On May 28, SanDisk (SNDK) declined 3.02% overnight, trading at $1,542.34 USD/share, with trading volume of approximately $42.25 million. The pullback follows a strong multi-session rally fueled by consecutive analyst upgrades.
The decline mirrors a recurring pattern of profit-taking and valuation concerns that have periodically interrupted SanDisk's broader uptrend.

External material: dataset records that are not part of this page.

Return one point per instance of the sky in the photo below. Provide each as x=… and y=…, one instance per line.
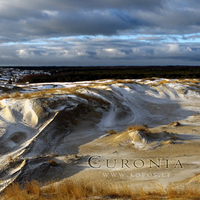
x=99, y=32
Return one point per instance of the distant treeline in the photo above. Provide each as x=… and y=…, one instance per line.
x=70, y=74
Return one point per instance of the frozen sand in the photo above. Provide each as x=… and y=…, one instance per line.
x=32, y=130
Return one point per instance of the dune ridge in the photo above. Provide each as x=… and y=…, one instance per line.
x=71, y=118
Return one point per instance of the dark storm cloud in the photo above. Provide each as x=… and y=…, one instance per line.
x=88, y=32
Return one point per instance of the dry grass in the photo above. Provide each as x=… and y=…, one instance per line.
x=112, y=132
x=87, y=188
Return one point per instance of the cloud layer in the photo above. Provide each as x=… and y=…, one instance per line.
x=114, y=32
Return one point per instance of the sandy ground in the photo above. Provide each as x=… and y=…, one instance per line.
x=72, y=130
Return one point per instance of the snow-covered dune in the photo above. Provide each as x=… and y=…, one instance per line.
x=68, y=115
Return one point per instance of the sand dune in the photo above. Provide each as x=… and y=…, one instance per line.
x=74, y=118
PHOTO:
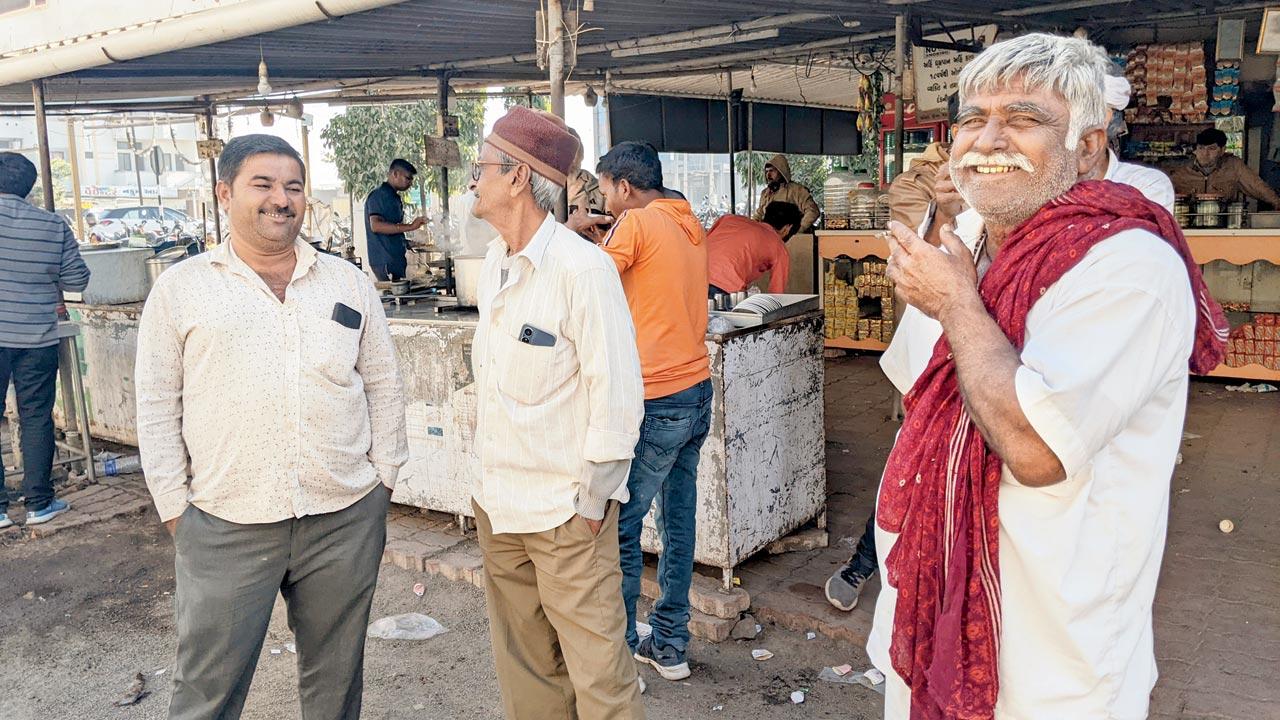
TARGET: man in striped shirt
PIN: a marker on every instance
(560, 400)
(39, 258)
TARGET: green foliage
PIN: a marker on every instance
(809, 171)
(63, 191)
(540, 101)
(362, 141)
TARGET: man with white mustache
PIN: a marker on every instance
(272, 429)
(1022, 515)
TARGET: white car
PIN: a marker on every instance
(150, 220)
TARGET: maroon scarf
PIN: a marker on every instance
(942, 482)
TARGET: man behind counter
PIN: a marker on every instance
(1214, 171)
(384, 226)
(781, 188)
(740, 250)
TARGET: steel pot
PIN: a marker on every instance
(466, 278)
(161, 261)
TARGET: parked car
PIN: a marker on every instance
(147, 220)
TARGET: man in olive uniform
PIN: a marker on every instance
(780, 188)
(1215, 171)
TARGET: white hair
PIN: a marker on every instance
(1072, 67)
(547, 194)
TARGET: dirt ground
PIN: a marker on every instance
(87, 609)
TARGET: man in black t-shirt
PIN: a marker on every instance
(385, 226)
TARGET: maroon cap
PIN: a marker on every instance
(538, 139)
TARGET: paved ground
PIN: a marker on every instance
(88, 606)
(1217, 606)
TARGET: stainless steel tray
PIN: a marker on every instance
(792, 305)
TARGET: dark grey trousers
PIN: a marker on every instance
(228, 575)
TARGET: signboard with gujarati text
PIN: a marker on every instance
(937, 72)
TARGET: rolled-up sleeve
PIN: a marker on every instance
(379, 369)
(1093, 363)
(158, 376)
(602, 329)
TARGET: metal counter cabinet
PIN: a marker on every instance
(763, 466)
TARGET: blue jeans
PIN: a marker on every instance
(35, 379)
(664, 470)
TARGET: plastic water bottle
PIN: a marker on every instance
(118, 465)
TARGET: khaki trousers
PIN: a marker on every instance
(557, 621)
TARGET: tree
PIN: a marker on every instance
(809, 171)
(362, 141)
(539, 101)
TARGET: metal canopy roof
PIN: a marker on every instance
(406, 45)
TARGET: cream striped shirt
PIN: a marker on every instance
(557, 425)
(257, 410)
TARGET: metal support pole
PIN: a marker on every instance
(750, 156)
(732, 174)
(443, 89)
(556, 67)
(136, 160)
(46, 172)
(306, 177)
(73, 155)
(210, 133)
(900, 103)
(556, 60)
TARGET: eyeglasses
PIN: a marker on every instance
(476, 167)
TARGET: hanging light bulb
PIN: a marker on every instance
(264, 86)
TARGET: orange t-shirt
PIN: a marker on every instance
(740, 250)
(661, 253)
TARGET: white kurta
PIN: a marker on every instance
(1151, 182)
(1104, 382)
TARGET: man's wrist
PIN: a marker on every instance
(968, 302)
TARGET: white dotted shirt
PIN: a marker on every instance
(257, 410)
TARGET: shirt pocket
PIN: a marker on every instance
(533, 374)
(329, 349)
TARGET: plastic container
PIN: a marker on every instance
(862, 206)
(835, 197)
(118, 465)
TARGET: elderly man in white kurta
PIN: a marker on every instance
(1022, 513)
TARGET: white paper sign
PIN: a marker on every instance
(937, 71)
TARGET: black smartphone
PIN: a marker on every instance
(529, 335)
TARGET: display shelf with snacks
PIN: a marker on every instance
(1242, 268)
(856, 295)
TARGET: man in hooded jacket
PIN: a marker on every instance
(780, 188)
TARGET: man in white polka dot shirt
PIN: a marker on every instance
(272, 428)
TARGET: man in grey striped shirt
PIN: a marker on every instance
(39, 258)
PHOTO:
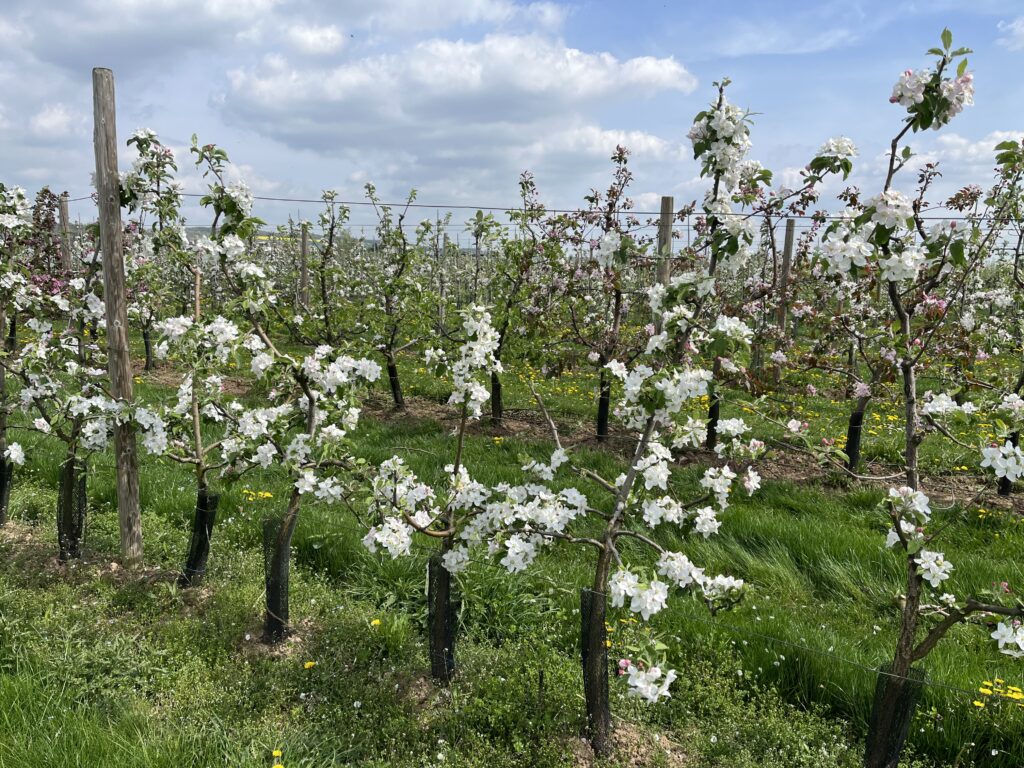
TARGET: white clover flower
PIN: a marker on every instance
(14, 454)
(933, 567)
(648, 601)
(1010, 637)
(645, 683)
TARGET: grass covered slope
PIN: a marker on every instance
(96, 665)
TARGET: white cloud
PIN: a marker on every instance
(53, 121)
(748, 38)
(955, 148)
(315, 40)
(1013, 34)
(500, 69)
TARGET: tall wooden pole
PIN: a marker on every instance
(66, 257)
(304, 268)
(781, 309)
(111, 243)
(665, 247)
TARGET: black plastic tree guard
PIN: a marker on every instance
(72, 501)
(6, 477)
(895, 701)
(440, 620)
(1005, 485)
(276, 560)
(594, 650)
(199, 547)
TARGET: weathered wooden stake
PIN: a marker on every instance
(304, 268)
(782, 308)
(111, 243)
(66, 257)
(664, 247)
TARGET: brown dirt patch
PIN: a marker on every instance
(251, 644)
(525, 424)
(632, 748)
(168, 376)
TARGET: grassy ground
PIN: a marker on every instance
(96, 666)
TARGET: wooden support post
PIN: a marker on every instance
(66, 255)
(782, 294)
(112, 245)
(304, 268)
(664, 247)
(782, 310)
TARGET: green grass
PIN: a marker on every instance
(136, 672)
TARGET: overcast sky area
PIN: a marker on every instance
(457, 97)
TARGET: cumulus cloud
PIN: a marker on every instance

In the sessions immediately prior, the stock surged on the back of Barclays upgrading SanDisk to Overweight with a price target of $2,300, following Citi's earlier target raise to $2,025. SanDisk had gained over 4% on May 26 in regular trading and extended gains on May 27. With the stock having rallied approximately 550% year-to-date atop a 580% gain last year, short-term profit-taking after rapid appreciation remains a recurring headwind despite the bullish long-term AI storage supercycle thesis.
While consensus remains Strong Buy and multiple analysts cite a forward P/E of only 7x on fiscal 2027 earnings, the stock's parabolic ascent has periodically triggered multi-session selling pressure as investors lock in gains at elevated levels.
(The above content is based on publicly available market information, generated by a program or algorithm, and is intended solely as a stock movement alert. It does not constitute investment advice or a basis for trading decisions.)